Cosection Localization for D-Manifolds and $(-2)$-Shifted Symplectic Derived Schemes, Revisited

TL;DR

This paper advances the theory of cosection localization for d-manifolds and $(-2)$-shifted symplectic derived schemes, establishing new constructions and demonstrating their equivalence in homology, with applications to Donaldson-Thomas invariants.

Contribution

It constructs reduced and cosection localized virtual fundamental classes in broader contexts and proves their equivalence using recent algebraic and differential geometric results.

Findings

Construction of reduced virtual fundamental classes for derived manifolds.

Cosection localized virtual classes for $(-2)$-shifted symplectic schemes in greater generality.

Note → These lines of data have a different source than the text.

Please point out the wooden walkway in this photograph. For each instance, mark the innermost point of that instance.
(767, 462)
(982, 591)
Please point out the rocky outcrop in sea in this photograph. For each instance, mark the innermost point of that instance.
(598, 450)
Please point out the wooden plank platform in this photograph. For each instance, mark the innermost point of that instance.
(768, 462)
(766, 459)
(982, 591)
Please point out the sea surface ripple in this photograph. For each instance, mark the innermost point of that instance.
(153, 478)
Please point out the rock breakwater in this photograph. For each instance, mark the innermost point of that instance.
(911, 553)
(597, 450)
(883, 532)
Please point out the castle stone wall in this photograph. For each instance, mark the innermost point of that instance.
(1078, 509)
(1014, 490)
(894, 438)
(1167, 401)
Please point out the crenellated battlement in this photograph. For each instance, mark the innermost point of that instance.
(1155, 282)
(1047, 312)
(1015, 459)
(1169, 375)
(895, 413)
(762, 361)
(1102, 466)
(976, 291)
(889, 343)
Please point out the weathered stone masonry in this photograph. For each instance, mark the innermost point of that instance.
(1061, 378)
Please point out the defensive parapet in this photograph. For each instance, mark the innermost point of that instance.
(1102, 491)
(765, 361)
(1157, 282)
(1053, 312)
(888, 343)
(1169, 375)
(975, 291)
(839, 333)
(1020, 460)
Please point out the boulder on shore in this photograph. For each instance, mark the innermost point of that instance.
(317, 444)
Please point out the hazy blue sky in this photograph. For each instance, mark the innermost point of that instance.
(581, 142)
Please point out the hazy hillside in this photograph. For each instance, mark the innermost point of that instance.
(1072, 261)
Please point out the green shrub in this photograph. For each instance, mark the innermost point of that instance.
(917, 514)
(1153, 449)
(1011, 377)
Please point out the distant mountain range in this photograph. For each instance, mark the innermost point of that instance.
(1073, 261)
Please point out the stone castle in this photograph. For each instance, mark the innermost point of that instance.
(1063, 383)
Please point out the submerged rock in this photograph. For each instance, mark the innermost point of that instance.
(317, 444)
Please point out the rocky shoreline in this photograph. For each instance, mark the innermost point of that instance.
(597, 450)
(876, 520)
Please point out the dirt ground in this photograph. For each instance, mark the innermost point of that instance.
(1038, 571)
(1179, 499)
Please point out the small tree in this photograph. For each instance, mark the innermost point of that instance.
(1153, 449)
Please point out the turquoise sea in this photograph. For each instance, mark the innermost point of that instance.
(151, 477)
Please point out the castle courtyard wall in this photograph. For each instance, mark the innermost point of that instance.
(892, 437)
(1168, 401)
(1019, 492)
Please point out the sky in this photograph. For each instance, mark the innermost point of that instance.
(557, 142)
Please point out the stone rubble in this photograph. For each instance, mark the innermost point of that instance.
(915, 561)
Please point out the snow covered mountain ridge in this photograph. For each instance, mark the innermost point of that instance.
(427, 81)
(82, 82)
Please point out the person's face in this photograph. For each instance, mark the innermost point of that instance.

Equivalence of algebraic and differential geometric constructions in homology.

Abstract

This is a continuation of prior work of the author on cosection localization for d-manifolds. We construct reduced virtual fundamental classes for derived manifolds with surjective cosections and cosection localized virtual fundamental classes for $(-2)$-shifted symplectic derived schemes in larger generality. Moreover, using recent results of Oh-Thomas, we show that the algebraic and differential geometric constructions of reduced and cosection localized virtual fundamental classes of $(-2)$-shifted symplectic derived schemes yield the same result in homology. We obtain applications towards the construction and integrality of reduced invariants in Donaldson-Thomas theory of Calabi-Yau fourfolds.